Shopping in physical stores involves various interactions between customers and salespeople. Customers often have specific preferences but may not express them clearly. This creates a need for systems that can assist in understanding these subjective preferences during shopping interactions. To address this challenge, a new dataset called SURE was created. It contains Dialogues that show how salespeople can recommend items based on customers’ preferences in a shopping setting.

SURE Dataset Overview

The SURE dataset focuses on dialogues that occur in complex store environments, like clothing and furniture stores. It is designed to capture the various ways customers express their desires and how salespeople can respond appropriately. The dataset comprises 12 shopping dialogues with annotations that highlight subjective preferences along with recommended actions taken by salespeople.

Dataset Creation

Creating the SURE dataset involved a systematic process divided into phases. Initially, simulated dialogues were generated using specially designed customer and salesperson models. This allowed for the creation of realistic interactions. The next phase involved human annotators who worked to ensure the quality and diversity of the dialogues by rewriting them to reflect various subjective preferences expressed by customers.
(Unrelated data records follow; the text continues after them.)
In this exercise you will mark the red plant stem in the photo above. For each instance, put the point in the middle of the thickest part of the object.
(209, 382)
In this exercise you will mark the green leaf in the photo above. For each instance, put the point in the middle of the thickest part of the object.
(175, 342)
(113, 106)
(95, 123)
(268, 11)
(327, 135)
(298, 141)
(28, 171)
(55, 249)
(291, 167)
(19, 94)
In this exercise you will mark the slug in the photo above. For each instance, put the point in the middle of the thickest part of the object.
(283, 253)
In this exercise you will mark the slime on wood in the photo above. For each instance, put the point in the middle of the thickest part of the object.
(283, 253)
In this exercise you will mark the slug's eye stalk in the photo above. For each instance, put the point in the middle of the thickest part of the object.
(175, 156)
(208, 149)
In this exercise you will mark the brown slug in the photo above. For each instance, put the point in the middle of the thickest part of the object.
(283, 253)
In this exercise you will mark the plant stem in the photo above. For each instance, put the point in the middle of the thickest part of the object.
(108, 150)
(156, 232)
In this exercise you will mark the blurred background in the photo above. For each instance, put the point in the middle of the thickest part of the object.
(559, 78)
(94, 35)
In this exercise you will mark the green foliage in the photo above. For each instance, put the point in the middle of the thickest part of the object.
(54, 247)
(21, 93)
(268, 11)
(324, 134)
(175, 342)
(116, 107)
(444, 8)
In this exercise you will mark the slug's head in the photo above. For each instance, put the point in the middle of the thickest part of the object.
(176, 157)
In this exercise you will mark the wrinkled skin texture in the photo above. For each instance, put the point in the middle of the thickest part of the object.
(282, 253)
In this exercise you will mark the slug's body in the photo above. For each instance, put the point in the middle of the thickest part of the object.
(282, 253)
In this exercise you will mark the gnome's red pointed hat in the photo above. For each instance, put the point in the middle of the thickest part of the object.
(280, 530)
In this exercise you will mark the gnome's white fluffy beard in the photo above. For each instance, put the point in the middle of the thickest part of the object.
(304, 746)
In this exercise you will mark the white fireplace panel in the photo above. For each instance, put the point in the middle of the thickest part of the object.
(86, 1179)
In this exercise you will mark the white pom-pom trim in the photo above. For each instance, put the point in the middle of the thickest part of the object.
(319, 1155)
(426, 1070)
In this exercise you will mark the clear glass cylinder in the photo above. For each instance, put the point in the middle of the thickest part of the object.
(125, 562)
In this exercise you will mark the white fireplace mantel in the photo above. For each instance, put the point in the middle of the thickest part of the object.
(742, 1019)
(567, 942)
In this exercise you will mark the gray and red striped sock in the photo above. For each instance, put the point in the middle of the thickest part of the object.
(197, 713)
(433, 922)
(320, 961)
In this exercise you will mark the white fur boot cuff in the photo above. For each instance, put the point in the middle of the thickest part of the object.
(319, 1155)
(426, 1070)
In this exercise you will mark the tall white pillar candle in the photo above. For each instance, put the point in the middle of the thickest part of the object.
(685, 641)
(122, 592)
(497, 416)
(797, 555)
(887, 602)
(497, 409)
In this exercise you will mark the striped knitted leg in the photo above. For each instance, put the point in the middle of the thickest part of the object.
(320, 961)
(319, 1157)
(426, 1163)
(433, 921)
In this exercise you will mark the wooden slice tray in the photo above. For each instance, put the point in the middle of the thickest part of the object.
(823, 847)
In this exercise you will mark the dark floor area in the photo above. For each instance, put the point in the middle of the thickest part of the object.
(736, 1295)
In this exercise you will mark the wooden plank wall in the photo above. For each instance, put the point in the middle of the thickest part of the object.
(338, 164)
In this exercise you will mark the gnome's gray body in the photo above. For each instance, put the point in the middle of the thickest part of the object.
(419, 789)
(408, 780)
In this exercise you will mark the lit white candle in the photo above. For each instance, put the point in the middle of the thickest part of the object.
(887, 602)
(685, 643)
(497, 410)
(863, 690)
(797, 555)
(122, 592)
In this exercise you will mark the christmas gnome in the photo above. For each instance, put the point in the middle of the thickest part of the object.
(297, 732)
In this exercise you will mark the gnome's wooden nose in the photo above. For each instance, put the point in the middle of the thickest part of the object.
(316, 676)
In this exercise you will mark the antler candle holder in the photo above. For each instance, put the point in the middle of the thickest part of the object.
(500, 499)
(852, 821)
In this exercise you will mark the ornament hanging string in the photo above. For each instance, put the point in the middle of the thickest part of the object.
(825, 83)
Understanding Subjective Preferences

Subjective preferences refer to the personal feelings and tastes that customers have when shopping. Unlike clear descriptions, like “the red dress on the rack,” customers often use phrases that reflect their feelings, such as “I want something cheerful” or “I like calming colors.” These expressions can refer to multiple item attributes, which creates a challenge for salespeople.

Importance of Communication

For salespeople, understanding these subjective preferences is key to making suitable recommendations. They need to engage with customers, ask the right questions, and clarify what those preferences mean. This requires a level of understanding that goes beyond simply matching a description to an item on a rack.

Challenges in Multimodal Shopping Dialogs

Many existing datasets do not capture the complexity of real-life shopping dialogues. Previous datasets focused on straightforward customer queries and sales responses. However, they often failed to represent the rich and diverse ways customers express their preferences, which can lead to difficulty in making accurate recommendations.

Role of Salespersons

Salespeople play a critical role in narrowing down choices for customers. They use different strategies to obtain more information about what customers really want. This might include asking about colors, styles, or specific details related to the items. Successfully navigating these conversations is essential for a positive shopping experience.

The SURE Dataset Structure

The SURE dataset consists of 12,000 dialogues collected across various shopping scenarios. The dialogues are structured to provide insight into how subjective preferences are expressed and handled. They feature two key roles: the customer and the salesperson.

Dialog Flow Simulation

The dialog flows are crafted to simulate real shopping interactions. Initially, sales agents were trained based on surveys filled out by experienced salespeople regarding how they interact with customers. These simulations then yielded dialogues that were further refined by human annotators to ensure natural language use and clarity.

Key Components of SURE

Subjective Preferences

One of the standout features of the SURE dataset is its focus on subjective preferences. Here, salespersons must learn how to decode the customer’s needs based on their subjective expressions. This requires knowledge of how these preferences can map to standard categories of items.

Salesperson Actions

The dataset includes a variety of actions that salespeople can take during the conversation. These include asking for preferences, providing recommendations, and iterating on customer feedback to refine suggestions. Each action is designed to clarify the customer's needs and aid in the decision-making process.

Evaluating Multimodal Recommendation Agents

The dataset introduces three Evaluation Tasks aimed at testing the capabilities of recommendation agents in real-world shopping scenarios.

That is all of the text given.